Une vidéo complètement folle d’un rendu de destruction de certain des plus haut bâtiments du monde !
Il s’agit en réalité d’un extrait de Life After People, diffusé sur le canal History. Crée par David de Vries et d’une durée d’environ une heure et demie, ce documentaire américain aborde le même sujet que le bouquin d’Alan Weisman, The World Without Us. Des thèmes similaires y sont abordés, notamment l’avenir de la faune et la flore, la dégradation rapide de nos constructions ordinaires et celle, plus lente, de nos monuments. Le tout est illustré avec force effets spéciaux très impressionnants qui ne dépareraient pas dans un film catastrophe.
Le but de l’exercice est d’imaginer comment réagirait la nature si nous devions disparaître du jour au lendemain. Le documentaire se déroule de façon chronologique en commençant par les phénomènes qui se produiraient quelques jours après la disparition des humains pour aller plus loin dans le temps, jusqu’à 10 000 ans plus tard…

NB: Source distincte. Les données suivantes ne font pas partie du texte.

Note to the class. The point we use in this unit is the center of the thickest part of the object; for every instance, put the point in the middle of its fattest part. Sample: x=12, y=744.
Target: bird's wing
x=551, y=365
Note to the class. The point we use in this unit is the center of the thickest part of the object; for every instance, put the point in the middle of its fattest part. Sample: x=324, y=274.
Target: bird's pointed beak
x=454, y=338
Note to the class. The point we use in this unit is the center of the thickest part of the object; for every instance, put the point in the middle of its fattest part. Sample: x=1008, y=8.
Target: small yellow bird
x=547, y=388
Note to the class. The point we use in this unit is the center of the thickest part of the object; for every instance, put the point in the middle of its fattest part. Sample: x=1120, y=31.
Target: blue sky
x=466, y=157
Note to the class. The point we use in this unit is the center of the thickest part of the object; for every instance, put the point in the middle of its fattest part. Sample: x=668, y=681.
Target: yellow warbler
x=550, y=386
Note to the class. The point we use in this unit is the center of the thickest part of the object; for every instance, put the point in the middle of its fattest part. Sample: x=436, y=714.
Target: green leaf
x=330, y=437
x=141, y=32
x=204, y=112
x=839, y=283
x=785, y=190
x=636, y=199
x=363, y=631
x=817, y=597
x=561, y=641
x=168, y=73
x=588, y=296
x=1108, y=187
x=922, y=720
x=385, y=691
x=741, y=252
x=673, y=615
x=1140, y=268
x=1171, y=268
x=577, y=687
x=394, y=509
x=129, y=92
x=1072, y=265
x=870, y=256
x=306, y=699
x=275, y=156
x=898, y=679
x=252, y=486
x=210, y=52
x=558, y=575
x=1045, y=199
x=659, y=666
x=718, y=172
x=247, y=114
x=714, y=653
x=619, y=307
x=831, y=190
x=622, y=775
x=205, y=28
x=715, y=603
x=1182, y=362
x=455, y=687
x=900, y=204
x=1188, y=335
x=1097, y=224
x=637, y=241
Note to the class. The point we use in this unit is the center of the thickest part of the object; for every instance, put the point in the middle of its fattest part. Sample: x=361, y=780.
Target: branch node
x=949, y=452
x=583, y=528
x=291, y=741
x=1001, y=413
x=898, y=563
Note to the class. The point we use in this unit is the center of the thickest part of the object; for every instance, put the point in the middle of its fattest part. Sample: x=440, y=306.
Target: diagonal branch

En contrepartie, le ton calme (voire enjoué) des spécialistes interviewés offre un contraste saisissant. Ils comprennent qu’il ne s’agit que d’un exercice de spéculation et proposent les hypothèses qui leur semblent les plus raisonnables. L’un d’eux s’amuse à pousser la spéculation plus loin: il imagine que les chats s’installeront dans les squelettes de buildings envahis par la végétation grimpante, pour y trouver une profusion de rats, de pigeons et d’insectes à se mettre sous la dent. En vivant suffisamment longtemps dans un habitat en hauteur, ils pourraient survivre jusqu’au jour où l’évolution les doterait «d’ailes» comme celle des écureuils volants. Il y a matière à construire des scénarios post-humanité tout à fait disjonctés.
Le documentaire se déroule de façon chronologique en commençant par les phénomènes qui se produiraient quelques jours après la disparition des humains pour aller plus loin dans le temps, jusqu’à 10 000 ans plus tard. La corrosion de l’acier qui soutient les structures les plus spectaculaires se ferait à un rythme à peu près égal, ce qui créerait une période d’effondrement général — environ 200 ans après l’humanité —, notamment celui de la tour Eiffel (sur un fond de ciel d’apocalypse) et de la Space Needle. Les buildings new-yorkais dont la base reposerait dans la boue finiraient par perdre l’équilibre (bonjour les scènes du World Trade Center). C’est avec beaucoup d’effets spéciaux et une délectation tout américaine qu’on nous montre la fin abrupte de nos monuments culturels.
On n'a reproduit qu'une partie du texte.